Lefkowitz, Kobilka, Gurdon, Yamanka, Haroche, Wineland, nomi di perfetti sconosciuti che non somigliano nemmeno un po’ a quelli di Curie, Natta, Levi-Montalcini e Einstein. Eppure tutti loro hanno in comune l’aver vinto il premio più importante al mondo, il Nobel. Non va meglio con la letteratura: Coetzee e Müller, non sembrano ai più nemmeno lontani cugini di Hesse, Beckett o Pasternak. Se chiediamo a una persona per strada chi erano i grandi geni fino a metà ‘900 avrebbe solo l’imbarazzo della scelta tra i vari Fermi, Sartre, Montale, Segrè, ma se gli chiediamo chi sono i grandi geni di oggi è facile che risponda Steve Jobs.
Ciò che più facilmente si pensa è che oggi i Nobel e in generale la cultura sia molto più specialistica e settaria e che quindi per la persona comune sia difficile comprendere la portata delle scoperte recenti. Ma la cosa non mi convince granché, perché, ad esempio, ben pochi sanno realmente con quale motivazione Einstein abbia vinto il Nobel (no, niente teoria della relatività).
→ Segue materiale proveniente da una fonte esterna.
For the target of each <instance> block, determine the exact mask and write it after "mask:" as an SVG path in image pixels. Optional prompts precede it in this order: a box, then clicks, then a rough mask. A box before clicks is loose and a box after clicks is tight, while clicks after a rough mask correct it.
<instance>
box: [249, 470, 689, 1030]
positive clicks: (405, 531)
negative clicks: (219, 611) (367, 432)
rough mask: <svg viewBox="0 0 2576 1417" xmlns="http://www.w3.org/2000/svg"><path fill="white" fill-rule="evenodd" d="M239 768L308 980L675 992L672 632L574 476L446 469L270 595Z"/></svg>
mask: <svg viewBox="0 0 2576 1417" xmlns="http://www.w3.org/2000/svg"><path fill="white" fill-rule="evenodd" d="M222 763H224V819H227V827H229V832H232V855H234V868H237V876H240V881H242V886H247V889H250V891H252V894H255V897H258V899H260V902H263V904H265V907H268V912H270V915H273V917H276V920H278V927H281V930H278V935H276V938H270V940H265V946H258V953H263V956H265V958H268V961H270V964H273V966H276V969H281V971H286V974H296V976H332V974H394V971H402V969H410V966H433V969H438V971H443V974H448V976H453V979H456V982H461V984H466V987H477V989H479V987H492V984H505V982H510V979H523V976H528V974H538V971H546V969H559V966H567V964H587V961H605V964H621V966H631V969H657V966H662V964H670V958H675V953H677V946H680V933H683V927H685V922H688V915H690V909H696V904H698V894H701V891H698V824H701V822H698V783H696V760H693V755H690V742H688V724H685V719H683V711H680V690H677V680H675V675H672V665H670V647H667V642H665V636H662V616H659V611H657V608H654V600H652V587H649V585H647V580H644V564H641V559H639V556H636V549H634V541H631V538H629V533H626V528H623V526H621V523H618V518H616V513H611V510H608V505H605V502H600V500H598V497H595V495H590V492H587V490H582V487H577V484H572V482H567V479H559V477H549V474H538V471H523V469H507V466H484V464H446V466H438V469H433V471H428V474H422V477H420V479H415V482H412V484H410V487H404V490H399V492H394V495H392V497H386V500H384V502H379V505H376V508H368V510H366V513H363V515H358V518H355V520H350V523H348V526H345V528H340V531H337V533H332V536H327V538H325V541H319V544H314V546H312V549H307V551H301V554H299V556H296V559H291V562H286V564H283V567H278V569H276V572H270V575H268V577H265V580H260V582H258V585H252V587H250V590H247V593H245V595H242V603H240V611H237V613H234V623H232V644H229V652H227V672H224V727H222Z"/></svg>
Insomma quel poco che si sa oggi si sapeva anche ieri.
C’era più spirito patriottico e in realtà c’è ancora, e certamente ha il suo valore il fatto che gli ultimi 4 Nobel italiani per la medicina e la fisiologia siano stati presi da italiani residenti (se non naturalizzati) negli Stati Uniti. Ma anche questo punto non mi convince, gli italiani conoscono Einstein ma continuano a non conoscere Kobayashi.
Paradossalmente il fatto che più persone possano accedere alla conoscenza (con tutto lo strascico di una più serrata competitività) ne ha allontanato molto di più le persone comuni. Si è formata una specie di élite allargata che ha poco interesse a comunicare col mondo esterno, nonostante le scoperte che produce abbiano un grosso impatto nella vita di tutti i giorni. L’altro danno lo fanno i giornalisti, molto più approssimativi quando si parla di scienza, economia o letteratura di quanto non fossero i loro predecessori: fa più notizia il tunnel della Gelmini del lavoro di decine di persone sulla fisica dei neutrini. La gente comune è stata disabituata al linguaggio tecnico e scientifico, a scuola si arriva forse a studiare Montale, il resto sparisce nella fumosa definizione di “contemporaneo”.
Siamo abituati a cercare da soli le informazioni (tantissime) ma non siamo educati a filtrarle in modo critico. Possiamo ottenere quello che vogliamo facendo una ricerca su Google, dalle regole dell’alimentazione all’energia, è più facile, eppure ci sta rendendo più ignoranti di chi sentiva la radio una volta al giorno al bar del paese. Dobbiamo pretendere da noi e dal mondo dell’informazione il diritto alla lentezza e alla fatica della conoscenza, è l’unico modo per saper riconoscere i geni del nostro tempo e non relegarli agli ultimi 2 minuti del TG1.